In his open letter to Bush, Hoagland also lifted the curtain on the actual neoconservative game plan by giving Bush the following ordering of priorities: “The need to deal with Iraq’s continuing accumulation of biological and chemical weapons and the technology to build a nuclear bomb can in no way be lessened by the demands of the Afghan campaign. You must conduct that campaign so that you can pivot quickly from it to end the threat Saddam Hussein’s regime poses.”
Thus, Hoagland had the “pivot” idea three weeks before Defense Secretary Donald Rumsfeld called Gen. Tommy Franks to tell him the President wanted the military to shift focus to Iraq. Franks and his senior aides had been working on plans for attacks on Tora Bora where bin Laden was believed hiding but attention, planning and resources were abruptly diverted toward Iraq. And Osama bin Laden, of course, walked out of Tora Bora through the mountain passes to Pakistan.
The point here is that some media favorites are extremely well briefed partly because they are willing to promote what the powerful want to do and because they are careful not to bite the hands that feed them by criticizing the CIA or other national security agencies.

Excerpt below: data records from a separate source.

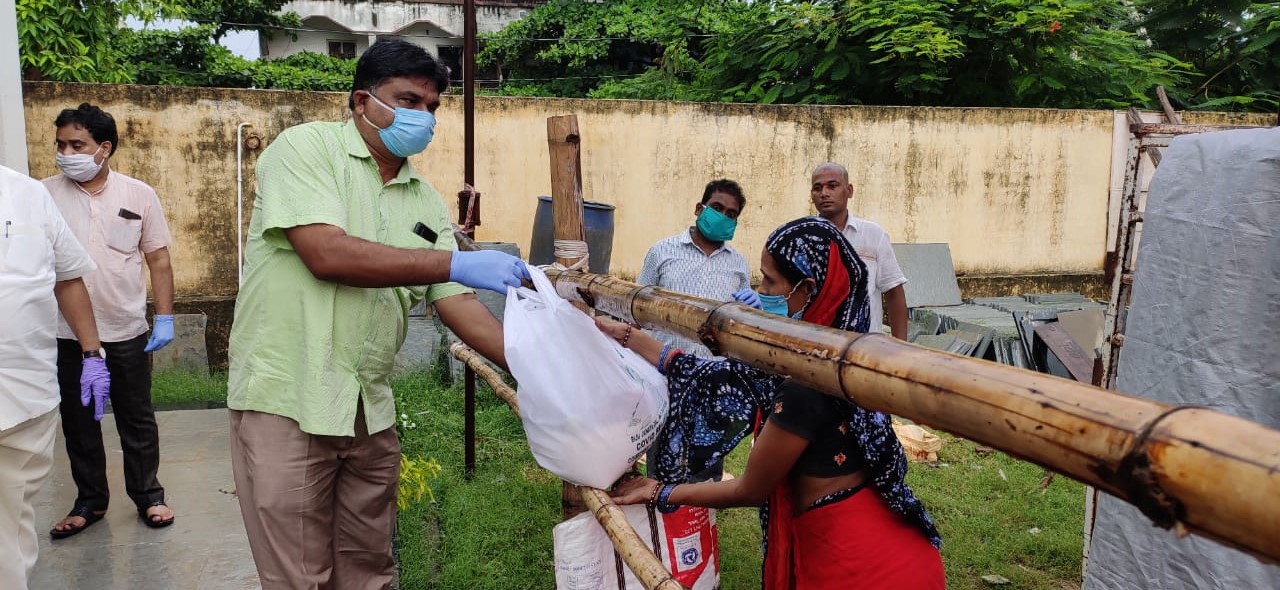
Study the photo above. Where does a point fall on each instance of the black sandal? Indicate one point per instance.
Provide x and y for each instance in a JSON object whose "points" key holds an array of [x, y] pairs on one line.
{"points": [[83, 512], [150, 518]]}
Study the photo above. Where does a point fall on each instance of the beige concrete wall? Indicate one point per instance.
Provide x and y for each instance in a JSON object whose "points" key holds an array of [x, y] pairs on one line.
{"points": [[1011, 191]]}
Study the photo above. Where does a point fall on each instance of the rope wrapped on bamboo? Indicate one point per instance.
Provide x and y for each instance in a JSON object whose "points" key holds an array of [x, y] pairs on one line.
{"points": [[638, 556], [1191, 469]]}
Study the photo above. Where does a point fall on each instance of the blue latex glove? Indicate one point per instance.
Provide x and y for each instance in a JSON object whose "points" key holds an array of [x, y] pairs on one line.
{"points": [[748, 297], [487, 269], [95, 385], [161, 334]]}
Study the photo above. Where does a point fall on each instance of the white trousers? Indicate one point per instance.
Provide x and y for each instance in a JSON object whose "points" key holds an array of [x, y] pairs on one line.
{"points": [[26, 460]]}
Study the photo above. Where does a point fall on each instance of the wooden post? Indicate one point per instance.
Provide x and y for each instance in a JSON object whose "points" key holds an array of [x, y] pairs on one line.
{"points": [[1188, 469], [565, 147]]}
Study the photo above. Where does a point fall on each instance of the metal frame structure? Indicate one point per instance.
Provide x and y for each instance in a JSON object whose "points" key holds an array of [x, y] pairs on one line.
{"points": [[1147, 140]]}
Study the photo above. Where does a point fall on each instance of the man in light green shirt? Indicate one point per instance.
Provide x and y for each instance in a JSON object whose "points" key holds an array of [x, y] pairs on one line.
{"points": [[343, 241]]}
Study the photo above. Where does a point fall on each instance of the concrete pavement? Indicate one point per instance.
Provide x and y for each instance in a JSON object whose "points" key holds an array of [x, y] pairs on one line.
{"points": [[204, 549]]}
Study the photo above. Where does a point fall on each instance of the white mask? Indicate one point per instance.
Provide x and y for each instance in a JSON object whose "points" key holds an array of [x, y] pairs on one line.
{"points": [[80, 167]]}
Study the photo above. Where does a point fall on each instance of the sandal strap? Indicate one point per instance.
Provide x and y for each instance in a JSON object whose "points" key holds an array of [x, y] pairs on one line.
{"points": [[85, 512]]}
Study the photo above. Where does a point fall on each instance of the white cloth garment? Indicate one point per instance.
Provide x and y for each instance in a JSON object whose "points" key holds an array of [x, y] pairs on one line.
{"points": [[677, 264], [872, 245], [36, 250]]}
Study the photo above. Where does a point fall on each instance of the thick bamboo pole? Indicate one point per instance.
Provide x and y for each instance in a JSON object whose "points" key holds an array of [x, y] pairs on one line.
{"points": [[1189, 469], [478, 364], [636, 554]]}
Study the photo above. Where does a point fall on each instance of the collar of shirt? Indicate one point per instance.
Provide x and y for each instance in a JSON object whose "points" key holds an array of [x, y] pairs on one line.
{"points": [[110, 173], [688, 238], [356, 146]]}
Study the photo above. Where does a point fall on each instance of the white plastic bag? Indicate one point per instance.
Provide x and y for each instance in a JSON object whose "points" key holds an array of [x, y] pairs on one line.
{"points": [[589, 406], [585, 558]]}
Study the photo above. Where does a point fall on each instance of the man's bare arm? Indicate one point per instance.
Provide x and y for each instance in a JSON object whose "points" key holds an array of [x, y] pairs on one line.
{"points": [[73, 302], [332, 255]]}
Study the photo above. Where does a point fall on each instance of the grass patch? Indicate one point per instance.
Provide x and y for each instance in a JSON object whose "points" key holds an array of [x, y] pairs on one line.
{"points": [[496, 530], [178, 388]]}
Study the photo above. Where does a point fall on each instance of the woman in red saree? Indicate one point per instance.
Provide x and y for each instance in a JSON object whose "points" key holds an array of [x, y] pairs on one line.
{"points": [[827, 474]]}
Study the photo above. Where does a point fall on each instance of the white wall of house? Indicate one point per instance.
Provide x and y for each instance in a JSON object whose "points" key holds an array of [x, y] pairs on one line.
{"points": [[362, 22]]}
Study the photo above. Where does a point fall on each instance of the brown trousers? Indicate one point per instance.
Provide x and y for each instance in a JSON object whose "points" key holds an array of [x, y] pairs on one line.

Still fewer are inclined to point out basic structural faults — not to mention the crimes of recent years.
So it is up to those of us who know something of intelligence and how structural faults, above-the-law mentality and flexible consciences can spell disaster — how reckless reactions to terrorist provocations can make matters worse by accelerating a truly vicious cycle and doing nothing to address the underlying causes that prompted the violence in the first place.
Because of the refusal to seriously address the question of why that Helen Thomas posed to John Brennan – or to do more than compete like bodybuilders adopting the most muscular poses – disaster after disaster is what the West is in for, if it does not come to its senses.


Ray McGovern works with Tell the Word, a publishing arm of the ecumenical Church of the Saviour in inner-city Washington. He was a CIA analyst for 27 years, and now serves on the Steering Group of Veteran Intelligence Professionals for Sanity (VIPS).